God will not mend these marred bodies of our humiliation, but He has prepared for His people "another" body. A "house not made with hands," a "house from heaven," re-made, in resurrection, like Christ's own body of glory (2 Cor 4:14-5:2).

Now, while in "our earthly house of this tabernacle" we are "absent from the Lord." Therefore it is that we are earnestly longing for that resurrection day when we shall be "clothed upon with our house* which is from heaven," when we shall be absent, out of, or away from these vile bodies, and present with the Lord, in bodies made like the glorious body of Christ (Phil 3:20,21). Then, and only then, will "mortality be swallowed up of life" (2 Cor 5:4).

* 2 Corinthians 5:2. Greek, oikhthrion (oiketerion), a spiritual body, similar to that of the angels. See Jude 6.

If any ask, "How are the dead raised up? And with what body do they come?" Then the answer is that which comes to us as the echo from the lesson in the Potter's house: "God giveth it a body AS IT HATH PLEASED HIM" (1 Cor 15:35,38). Then, and then only, "shall be brought to pass the saying," "Death is swallowed up in victory" (1 Cor 15:54).

We could not give a better illustration of this important Canon than that of the Potter's house, which shows us how, after we have settled and distinguished the interpretation of a passage, we may make one or more applications of it, so long as they are in harmony with the general teaching of the whole Word of truth.

One more example, and that from the New Testament, must suffice.


5. The parable of the Ten Virgins (Matt 25).
—In no Scripture is this great principle less observed than in the general treatment of this parable. For not only is the interpretation evaded and avoided, but it is ignored altogether; and the application is put in its place: indeed, it is actually substituted for it, and itself made the interpretation.

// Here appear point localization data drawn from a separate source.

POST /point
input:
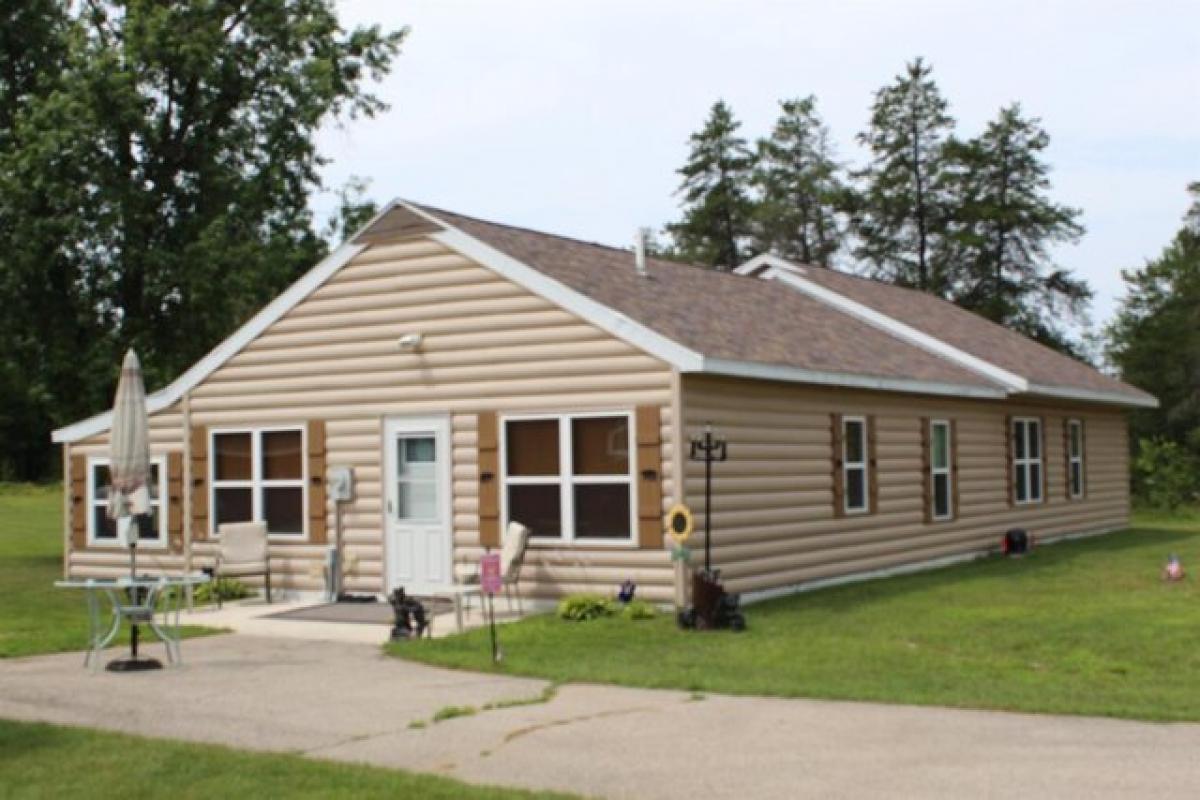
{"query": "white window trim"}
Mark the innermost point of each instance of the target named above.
(256, 482)
(567, 480)
(1075, 458)
(93, 503)
(847, 465)
(1027, 461)
(948, 470)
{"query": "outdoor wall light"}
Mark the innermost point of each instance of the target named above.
(409, 342)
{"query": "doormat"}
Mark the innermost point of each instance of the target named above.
(378, 613)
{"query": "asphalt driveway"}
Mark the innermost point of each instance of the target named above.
(351, 703)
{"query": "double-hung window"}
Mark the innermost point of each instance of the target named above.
(570, 477)
(1026, 459)
(940, 469)
(102, 530)
(259, 474)
(1075, 458)
(855, 464)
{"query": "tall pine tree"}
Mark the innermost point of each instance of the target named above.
(1155, 340)
(801, 187)
(155, 184)
(1003, 227)
(901, 211)
(715, 191)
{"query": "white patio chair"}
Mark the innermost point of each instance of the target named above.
(243, 551)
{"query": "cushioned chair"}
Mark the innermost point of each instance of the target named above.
(243, 552)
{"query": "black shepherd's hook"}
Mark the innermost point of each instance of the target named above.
(708, 449)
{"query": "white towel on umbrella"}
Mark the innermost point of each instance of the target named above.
(130, 445)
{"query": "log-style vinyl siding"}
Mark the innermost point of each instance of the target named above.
(489, 347)
(774, 505)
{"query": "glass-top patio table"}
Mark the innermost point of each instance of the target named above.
(154, 602)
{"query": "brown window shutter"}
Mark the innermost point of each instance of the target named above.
(873, 471)
(1083, 455)
(954, 468)
(1066, 457)
(199, 457)
(839, 489)
(175, 501)
(317, 516)
(649, 477)
(79, 504)
(1045, 461)
(1008, 459)
(927, 477)
(489, 443)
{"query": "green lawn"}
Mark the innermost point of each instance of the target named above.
(1085, 626)
(34, 615)
(42, 761)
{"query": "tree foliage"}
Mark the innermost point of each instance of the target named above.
(801, 191)
(901, 216)
(1002, 228)
(154, 185)
(1155, 340)
(715, 191)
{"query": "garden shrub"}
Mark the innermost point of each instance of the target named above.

The application thus made is self-contradictory; for while the "kingdom of heaven" is supposed to be the Church, the Bride also is held to be the Church, "the Virgins her companions" are also taken as representing the Church; and we are constantly and universally exhorted to be "wise" and have our lamps trimmed and "oil in our vessels"; the oil being the Holy Spirit, which we refuse to give to the unwise, but bid them go and buy for themselves!

This farrago of Arminian theology is supposed to be what the Lord was then teaching to His disciples, and which we are to supposed them to have understood. But there is a true interpretation; and there is also a true application. The latter cannot be made until the former is obtained; for the interpretation is the foundation on which the application is built. There can be no building till the foundation is laid.

The interpretation is clearly indicated by the first word with which it commences: "THEN."*

* As we have seen p 359.

That is to say, at this stage of the Lord's last great prophetic address, and at this point in the succession of events which He was unfolding: "THEN shall the kingdom of heaven be likened unto ten virgins," etc. When the interpretation of this prophecy shall be fulfilled those who are waiting for the Bridegroom will go forth to meet Him.

"It shall be said in that day,
Lo, this is our God; we have waited for him,
And he will save us:
This is Jehovah, we have waited for him,
We will be glad and rejoice in his salvation." (Isa 25:9).

Having thus settled the interpretation; it is now open to us to make such application as we may be able; and one lies on the surface: viz., the general exhortation to watchfulness; which is none the less solemn and none the less powerful, weighty, and effective because the true interpretation has been made. For if they have need to watch who have and are to have "Signs" given to them, how much more watchful should we be who have no such signs, but are "waiting for God's Son from heaven," who may come at any moment to meet His risen and changed ones in the air and receive them up into glory.